My mother left today; all-in-all it was a successful holiday. We have a tough time together but I have learned to cope with humor. Margaret Cho made a whole career out of talking about her dysfunctional relationship with her mom. I’m going to need some distance before I can start seeing this Christmas as funny, but I will eventually. But she gave me lots of good material! I’ll throw you a bone with the first zinger she got in, not five minutes after arriving.
“You look slim. I’m surprised because you look heavy in your pictures.”
Deep, cleansing breaths. Ohhhhhhhhmmmmmmmm……
I have a lot of brain damage around the holidays. My folks split up when I was in the second grade which in-and-of-itself wasn’t that bad. I do not have a single memory of them showing any affection for each other. Not one. Nada. Zip. When they decided to give up on the martyrmony, I wasn’t that upset. Even a seven year-old knows when people aren’t happy. What I didn’t like was how I became a conduit for communication between my mom and dad. If the internet is good for only one thing, it is a way for estranged couples to communicate without getting the kids involved.
Holidays were the worst. My mom moved us to California and I lived with her during the school year and alternated holidays with my dad. About two months before Thanksgiving/Christmas/Spring Break my dad would ask me to ask my mother what the dates of the upcoming break were. This was back when the only way to get a good price on airline tickets was to buy well in advance. I would work up the nerve to gingerly bring up the question and she would fly off the handle about How the hell should she know? It’s months away! It’s totally unreasonable to ask her this so soon! Your father is so X, Y, Z! etc. Then I’d have to tell my dad that she was freaking out and he’d freak out about needing to buy the tickets soon and I was all of seven years-old and totally ill-equipped to deal with this kind of adult bullshit.

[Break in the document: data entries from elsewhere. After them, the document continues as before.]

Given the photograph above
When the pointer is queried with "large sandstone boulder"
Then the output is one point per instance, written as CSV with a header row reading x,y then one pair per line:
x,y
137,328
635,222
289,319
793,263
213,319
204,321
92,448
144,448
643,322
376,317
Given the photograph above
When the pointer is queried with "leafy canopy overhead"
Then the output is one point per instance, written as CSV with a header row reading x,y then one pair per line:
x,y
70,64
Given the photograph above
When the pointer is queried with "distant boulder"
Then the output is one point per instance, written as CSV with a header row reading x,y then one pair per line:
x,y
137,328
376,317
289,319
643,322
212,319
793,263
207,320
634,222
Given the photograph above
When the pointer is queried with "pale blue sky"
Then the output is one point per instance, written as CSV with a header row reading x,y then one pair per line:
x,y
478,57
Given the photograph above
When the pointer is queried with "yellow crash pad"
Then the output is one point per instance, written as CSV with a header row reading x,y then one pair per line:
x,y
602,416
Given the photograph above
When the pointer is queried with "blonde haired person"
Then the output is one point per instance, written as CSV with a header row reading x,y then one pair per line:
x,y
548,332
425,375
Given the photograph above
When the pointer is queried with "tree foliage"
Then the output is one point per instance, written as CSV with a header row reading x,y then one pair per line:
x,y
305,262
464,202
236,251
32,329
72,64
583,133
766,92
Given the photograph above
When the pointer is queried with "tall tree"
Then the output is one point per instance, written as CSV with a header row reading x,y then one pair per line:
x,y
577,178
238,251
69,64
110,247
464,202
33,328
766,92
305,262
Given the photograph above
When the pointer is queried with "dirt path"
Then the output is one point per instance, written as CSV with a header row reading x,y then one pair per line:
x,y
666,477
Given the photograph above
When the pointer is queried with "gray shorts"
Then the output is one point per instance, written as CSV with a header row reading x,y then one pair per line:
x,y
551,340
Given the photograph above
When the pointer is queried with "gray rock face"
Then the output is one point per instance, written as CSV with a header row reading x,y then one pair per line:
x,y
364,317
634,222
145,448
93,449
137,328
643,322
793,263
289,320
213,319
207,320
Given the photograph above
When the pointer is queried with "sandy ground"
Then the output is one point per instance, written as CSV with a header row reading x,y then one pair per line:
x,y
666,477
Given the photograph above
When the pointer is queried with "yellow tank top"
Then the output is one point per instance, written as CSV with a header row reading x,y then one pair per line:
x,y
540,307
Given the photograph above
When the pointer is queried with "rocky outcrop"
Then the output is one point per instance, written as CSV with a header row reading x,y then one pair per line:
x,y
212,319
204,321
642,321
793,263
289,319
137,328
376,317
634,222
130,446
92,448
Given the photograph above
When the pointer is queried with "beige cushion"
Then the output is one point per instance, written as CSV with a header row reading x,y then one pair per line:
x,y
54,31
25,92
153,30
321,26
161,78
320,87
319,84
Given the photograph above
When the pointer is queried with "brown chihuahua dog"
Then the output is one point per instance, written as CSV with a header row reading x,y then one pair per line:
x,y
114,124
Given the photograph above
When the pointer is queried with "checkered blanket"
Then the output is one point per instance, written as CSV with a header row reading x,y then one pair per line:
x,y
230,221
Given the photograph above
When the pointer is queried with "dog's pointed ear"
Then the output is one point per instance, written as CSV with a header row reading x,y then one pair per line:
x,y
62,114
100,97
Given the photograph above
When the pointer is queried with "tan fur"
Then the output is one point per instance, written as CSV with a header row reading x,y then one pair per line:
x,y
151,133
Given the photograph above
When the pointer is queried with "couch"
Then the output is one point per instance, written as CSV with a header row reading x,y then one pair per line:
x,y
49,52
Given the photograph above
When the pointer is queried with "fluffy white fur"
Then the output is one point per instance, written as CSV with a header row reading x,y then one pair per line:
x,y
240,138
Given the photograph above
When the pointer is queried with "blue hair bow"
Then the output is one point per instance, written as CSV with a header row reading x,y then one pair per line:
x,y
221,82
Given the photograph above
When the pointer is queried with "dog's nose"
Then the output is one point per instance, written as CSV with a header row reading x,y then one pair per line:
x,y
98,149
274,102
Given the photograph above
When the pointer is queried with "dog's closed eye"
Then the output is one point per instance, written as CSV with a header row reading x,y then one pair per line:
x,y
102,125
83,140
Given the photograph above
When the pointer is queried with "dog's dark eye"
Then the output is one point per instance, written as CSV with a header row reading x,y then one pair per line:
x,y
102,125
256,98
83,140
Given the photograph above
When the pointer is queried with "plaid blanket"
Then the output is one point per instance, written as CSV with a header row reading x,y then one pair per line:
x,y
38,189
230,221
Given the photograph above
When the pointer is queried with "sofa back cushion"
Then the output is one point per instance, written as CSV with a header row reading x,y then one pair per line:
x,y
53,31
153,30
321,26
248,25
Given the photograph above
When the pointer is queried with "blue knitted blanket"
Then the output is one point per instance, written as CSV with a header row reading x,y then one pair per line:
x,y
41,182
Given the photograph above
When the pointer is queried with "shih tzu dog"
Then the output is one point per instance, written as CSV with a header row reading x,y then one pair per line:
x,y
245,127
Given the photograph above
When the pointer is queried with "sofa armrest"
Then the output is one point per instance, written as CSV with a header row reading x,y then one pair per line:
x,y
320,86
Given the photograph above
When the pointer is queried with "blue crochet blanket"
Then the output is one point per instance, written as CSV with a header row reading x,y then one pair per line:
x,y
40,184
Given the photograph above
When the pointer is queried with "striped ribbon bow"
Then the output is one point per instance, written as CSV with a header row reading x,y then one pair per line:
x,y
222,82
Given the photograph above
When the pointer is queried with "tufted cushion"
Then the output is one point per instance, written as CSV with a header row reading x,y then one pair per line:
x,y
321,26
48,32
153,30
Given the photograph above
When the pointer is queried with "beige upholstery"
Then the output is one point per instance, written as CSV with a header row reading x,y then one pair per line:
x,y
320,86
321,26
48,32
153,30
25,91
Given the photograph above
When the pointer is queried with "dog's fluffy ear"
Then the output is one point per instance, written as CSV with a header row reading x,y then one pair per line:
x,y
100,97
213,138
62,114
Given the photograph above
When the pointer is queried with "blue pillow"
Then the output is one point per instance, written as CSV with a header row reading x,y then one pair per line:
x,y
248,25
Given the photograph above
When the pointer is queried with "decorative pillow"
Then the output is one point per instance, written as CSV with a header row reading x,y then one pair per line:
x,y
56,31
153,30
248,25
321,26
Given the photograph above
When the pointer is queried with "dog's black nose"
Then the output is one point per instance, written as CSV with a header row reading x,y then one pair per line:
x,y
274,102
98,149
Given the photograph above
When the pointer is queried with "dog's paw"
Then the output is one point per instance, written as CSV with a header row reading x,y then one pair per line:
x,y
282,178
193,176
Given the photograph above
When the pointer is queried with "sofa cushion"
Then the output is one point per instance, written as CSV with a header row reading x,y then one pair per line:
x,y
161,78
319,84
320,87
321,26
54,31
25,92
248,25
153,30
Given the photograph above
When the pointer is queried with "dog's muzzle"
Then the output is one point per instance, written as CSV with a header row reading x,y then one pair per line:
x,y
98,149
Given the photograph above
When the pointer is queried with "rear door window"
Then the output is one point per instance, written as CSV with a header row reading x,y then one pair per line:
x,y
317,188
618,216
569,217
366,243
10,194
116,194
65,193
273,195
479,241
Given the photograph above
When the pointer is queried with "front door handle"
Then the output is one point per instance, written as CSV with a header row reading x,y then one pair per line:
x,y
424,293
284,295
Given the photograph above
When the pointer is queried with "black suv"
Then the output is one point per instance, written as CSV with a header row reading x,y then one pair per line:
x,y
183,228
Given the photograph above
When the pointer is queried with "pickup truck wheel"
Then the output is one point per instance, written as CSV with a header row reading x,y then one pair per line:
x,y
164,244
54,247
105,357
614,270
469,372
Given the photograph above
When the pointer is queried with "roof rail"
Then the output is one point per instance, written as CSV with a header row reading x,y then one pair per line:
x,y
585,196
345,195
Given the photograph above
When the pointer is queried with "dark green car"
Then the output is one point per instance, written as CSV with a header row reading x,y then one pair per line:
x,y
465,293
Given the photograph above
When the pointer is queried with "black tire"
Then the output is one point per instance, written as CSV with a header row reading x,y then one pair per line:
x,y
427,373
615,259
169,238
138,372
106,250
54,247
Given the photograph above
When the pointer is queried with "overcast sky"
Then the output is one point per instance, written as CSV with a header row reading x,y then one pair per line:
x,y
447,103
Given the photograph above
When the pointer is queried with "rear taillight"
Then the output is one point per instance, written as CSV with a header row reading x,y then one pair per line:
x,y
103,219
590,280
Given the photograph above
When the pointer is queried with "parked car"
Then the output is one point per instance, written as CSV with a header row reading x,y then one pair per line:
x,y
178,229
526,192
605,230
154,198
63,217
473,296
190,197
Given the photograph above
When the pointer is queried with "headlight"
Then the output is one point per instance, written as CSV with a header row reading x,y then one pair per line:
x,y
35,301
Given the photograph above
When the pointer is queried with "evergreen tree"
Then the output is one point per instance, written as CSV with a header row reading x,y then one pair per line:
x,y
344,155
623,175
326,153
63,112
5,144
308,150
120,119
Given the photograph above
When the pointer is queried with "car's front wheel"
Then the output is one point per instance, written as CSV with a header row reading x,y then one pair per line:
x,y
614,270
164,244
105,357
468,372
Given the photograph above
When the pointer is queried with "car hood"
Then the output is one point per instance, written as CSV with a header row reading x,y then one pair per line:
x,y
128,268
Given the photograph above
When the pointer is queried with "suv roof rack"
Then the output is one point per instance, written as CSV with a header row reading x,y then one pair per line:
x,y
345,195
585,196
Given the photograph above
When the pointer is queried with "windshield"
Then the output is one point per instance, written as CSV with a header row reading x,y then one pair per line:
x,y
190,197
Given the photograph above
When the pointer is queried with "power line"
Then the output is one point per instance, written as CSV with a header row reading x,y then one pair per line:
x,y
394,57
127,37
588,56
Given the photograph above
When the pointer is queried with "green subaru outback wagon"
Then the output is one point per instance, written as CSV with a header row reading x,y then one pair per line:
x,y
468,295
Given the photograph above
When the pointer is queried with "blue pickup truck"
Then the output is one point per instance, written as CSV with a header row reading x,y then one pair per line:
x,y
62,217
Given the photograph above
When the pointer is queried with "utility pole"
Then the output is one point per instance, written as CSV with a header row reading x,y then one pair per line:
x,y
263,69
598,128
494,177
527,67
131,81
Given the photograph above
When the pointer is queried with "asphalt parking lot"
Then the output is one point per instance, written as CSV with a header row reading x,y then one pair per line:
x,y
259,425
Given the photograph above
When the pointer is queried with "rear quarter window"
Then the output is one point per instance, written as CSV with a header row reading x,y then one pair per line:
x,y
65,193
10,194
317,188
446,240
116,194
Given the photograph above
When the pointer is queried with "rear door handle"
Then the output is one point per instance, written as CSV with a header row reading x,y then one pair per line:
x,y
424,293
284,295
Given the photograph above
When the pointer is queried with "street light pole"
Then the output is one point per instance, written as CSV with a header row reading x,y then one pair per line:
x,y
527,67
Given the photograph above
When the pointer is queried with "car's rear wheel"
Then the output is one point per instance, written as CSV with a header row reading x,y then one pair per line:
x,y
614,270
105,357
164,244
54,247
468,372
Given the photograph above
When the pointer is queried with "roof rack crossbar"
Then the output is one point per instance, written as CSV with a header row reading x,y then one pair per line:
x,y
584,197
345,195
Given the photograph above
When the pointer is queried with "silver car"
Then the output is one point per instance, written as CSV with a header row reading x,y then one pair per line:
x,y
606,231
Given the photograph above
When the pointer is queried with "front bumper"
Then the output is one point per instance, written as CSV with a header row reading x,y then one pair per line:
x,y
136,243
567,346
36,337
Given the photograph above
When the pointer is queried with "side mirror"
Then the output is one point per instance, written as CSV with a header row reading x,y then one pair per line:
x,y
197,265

To my father’s credit, he never said one bad thing about my mom. He didn’t even use the conflict to his advantage in a good-cop bad-cop kind of way. I think he just felt sorry for me. But to this day I don’t like holidays. I’m not trying to make anyone feel bad about it. Being a parent now, I see how everyone tries as hard as they can. No one wakes up in the morning dreaming up ways to fuck their kids up or ruin the holidays. Being grown-up totally sucks, you don’t get to wallow in your bummer situation when you’ve got little kids running around, but sometimes things come out sideways. Knowing this didn’t stop me from wanting to get the Christmas stuff the fuck out of here the second I dropped my mom off at the airport, though.
I have some gorgeous Christmas balls that my great-grandmother made. I lost several in the fire but my mom, dad and aunt were great about helping me rebuilt my collection. I addition to these wonderful antiques, I have some truly craptastic shit that I decided to not box up. I’m sure they will make for one hell of a found-item art piece.
Antique Christmas balls my Great Grandmother Annie made. They are the only reason I like having a tree. You can’t have them.
More kids games and puzzles.
This is supposed to be one of those 15-games-in-1 sets but is just crappy. I got it from Target last year thinking it was a good buy. Lonny shamed me the next day by finding a gorgeous hardwood checker/chess/backgammon set at a thrift store for $2.
These are microscopic playing pieces. As if.